RADmag was lucky enough to get a chance to chat with Megan Campagnolo, the designer behind Toronto-famous brand Rosehound Apparel. The nostalgic line, which features pins, patches, and an abundance of cute accessories is sure to resonate in the hearts of 90’s babies alike. Rosehound currently has stockists both across the city (chances are you’ve seen her designs in stores like The Likely General or Coal Miner’s Daughter) and internationally, from the U.K to Japan. A former Ram and grad of Ryerson’s School of Fashion, here's our sit-down with Megan on how she started her own business, the importance of personal branding, and her plans for the future.
Tell us a little bit about yourself and where your love for design began...
When I was a kid I really wanted to be a writer, actually. I wrote so many novellas and even won a few contest prizes until I got to high school and couldn't really get past what the character was wearing. I began only really writing the beginning of stories which eventually became more fashion-esque drawings. I developed a sense of style when I was very young, and was the first in my grade to wear make-up (silver eyeliner in grade 4). I learned how to sew when I was 6, when my mom enrolled me in sewing school because she thought I was too young to use a machine.
So, you're a former Ram. Why Ryerson? Are there any particular highlights about your time spent there or how it encouraged your entrepreneurial spirits?
When I was 16 I stubbornly announced I was going to fashion school, and the most competitive program in Ontario for it was available at Ryerson. It was grueling...and years at school really diminished my love for it. I pressed on, took an extra year, and interned as much as possible. During that time, I interned for a similar business to mine, which folded. My frustration with that company really fuelled me into thinking, "I could do this".
How would you describe your brand? We recently wrote about how important personal branding is for the blog - how early on did you establish one for yourself?

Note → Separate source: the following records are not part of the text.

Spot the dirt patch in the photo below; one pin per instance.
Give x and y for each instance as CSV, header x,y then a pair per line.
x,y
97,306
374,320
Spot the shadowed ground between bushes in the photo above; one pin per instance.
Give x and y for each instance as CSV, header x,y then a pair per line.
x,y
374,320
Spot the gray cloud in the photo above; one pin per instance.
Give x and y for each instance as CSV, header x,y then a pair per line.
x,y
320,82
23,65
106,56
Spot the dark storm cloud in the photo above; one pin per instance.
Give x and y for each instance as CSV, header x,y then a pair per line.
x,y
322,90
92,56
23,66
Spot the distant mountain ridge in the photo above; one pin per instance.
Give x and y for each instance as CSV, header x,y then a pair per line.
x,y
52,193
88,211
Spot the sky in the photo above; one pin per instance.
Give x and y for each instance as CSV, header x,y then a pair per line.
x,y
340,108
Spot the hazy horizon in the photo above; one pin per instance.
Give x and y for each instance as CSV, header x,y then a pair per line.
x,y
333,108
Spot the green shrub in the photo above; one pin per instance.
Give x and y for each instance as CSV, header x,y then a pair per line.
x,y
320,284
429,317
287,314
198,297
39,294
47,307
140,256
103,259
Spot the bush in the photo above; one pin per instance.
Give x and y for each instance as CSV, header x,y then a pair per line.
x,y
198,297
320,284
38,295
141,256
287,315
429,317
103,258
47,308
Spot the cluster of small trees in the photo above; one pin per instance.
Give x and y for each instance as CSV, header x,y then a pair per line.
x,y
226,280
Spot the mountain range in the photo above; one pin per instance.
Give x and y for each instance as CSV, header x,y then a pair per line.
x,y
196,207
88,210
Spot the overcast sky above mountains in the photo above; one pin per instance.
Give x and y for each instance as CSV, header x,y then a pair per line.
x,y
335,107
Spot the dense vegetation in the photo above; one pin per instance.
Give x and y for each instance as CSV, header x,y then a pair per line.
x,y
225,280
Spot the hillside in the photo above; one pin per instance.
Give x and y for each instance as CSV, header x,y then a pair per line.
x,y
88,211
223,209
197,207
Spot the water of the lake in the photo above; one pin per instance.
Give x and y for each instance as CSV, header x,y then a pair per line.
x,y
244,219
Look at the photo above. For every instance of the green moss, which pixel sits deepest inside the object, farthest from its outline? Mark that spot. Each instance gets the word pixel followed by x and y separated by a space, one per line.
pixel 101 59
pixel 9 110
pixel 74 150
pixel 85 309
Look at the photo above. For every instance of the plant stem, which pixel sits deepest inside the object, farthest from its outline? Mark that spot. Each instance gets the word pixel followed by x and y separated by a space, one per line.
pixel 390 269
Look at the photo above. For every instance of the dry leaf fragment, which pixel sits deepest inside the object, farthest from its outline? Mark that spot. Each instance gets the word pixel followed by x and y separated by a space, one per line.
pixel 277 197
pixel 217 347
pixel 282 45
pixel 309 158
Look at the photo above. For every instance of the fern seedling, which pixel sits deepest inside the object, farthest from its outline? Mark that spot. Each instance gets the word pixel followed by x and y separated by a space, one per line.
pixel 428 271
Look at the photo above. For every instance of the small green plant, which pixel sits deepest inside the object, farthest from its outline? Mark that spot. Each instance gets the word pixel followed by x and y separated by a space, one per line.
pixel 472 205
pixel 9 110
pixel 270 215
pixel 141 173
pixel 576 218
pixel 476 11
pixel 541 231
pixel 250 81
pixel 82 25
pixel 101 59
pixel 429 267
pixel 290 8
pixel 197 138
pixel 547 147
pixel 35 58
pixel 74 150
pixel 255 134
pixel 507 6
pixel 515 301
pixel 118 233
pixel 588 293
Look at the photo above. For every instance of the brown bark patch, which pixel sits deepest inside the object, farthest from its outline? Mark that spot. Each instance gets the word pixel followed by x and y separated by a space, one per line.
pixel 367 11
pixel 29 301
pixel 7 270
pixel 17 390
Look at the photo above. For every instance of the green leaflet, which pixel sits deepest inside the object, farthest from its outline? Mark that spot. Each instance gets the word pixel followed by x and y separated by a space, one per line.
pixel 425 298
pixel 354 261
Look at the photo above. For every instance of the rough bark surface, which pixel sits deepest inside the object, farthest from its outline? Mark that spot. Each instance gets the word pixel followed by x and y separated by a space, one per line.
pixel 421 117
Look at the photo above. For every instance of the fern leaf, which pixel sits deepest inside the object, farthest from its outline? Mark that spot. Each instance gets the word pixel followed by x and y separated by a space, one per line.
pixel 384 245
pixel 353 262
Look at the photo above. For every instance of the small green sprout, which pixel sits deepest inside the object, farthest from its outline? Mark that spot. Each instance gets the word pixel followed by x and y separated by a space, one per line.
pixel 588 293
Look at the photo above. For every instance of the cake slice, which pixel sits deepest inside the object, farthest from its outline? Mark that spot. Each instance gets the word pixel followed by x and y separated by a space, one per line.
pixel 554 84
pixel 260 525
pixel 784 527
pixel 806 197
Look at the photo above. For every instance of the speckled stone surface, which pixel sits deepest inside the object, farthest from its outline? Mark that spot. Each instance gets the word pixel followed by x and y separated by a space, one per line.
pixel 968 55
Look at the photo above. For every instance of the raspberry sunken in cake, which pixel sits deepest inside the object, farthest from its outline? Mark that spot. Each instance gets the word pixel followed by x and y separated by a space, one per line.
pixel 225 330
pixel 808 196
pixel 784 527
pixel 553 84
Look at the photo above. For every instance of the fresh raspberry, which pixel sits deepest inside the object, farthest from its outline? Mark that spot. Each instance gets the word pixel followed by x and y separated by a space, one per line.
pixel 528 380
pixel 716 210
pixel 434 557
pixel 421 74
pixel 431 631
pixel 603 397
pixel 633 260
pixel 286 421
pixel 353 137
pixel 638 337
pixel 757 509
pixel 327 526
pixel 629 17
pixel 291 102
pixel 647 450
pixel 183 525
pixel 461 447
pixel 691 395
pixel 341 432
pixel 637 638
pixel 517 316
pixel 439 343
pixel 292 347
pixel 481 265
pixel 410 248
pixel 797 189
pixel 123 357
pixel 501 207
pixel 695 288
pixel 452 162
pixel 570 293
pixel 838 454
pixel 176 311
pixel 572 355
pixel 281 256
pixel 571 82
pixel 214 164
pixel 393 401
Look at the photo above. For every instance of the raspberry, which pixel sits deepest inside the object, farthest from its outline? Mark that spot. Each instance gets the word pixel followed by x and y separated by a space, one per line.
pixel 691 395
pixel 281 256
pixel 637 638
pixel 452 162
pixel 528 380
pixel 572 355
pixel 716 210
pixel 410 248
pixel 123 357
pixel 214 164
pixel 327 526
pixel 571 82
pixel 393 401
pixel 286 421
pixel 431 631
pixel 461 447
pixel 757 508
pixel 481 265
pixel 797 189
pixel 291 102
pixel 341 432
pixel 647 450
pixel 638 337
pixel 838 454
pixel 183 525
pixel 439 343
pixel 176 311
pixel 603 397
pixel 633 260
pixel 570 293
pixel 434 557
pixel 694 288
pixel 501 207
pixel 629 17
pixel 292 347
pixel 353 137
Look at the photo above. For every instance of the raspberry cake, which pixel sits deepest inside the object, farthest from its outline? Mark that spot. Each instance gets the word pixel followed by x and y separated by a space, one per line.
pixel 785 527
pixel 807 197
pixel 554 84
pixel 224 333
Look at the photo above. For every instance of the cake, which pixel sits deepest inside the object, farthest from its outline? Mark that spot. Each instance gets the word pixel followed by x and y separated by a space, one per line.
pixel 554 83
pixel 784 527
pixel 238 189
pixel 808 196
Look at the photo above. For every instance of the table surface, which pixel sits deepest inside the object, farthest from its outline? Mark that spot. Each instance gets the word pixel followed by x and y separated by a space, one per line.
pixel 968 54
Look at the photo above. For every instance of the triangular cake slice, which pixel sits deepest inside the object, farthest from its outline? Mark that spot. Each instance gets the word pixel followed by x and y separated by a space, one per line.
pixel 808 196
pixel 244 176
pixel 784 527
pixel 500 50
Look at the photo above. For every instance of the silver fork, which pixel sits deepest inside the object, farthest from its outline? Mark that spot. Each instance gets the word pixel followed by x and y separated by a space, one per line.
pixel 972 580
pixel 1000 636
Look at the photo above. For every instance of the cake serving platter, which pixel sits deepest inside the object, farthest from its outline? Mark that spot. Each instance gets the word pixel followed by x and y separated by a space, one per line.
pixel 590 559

I think that personal branding was integral to creating Rosehound. I get a ton of inspiration from the things I like, and have a very specific colour scheme that compliments everything I create. I think I began establishing my own personal brand when I was going into grade nine...and despite all of the phases I've been through since then, I find myself still interested in the same things. In grade nine is when I started hand painting sweaters, ripping jeans, collecting records, and watching camp movies like Rocky Horror Picture Show and Crybaby. It's crazy to see what repeats itself, and how nostalgia has really played into what I reference for Rosehound.
Rosehound really blew up- congratulations on that! When did you know you wanted to start your own brand? Can you tell us a little bit about your conception and design processes?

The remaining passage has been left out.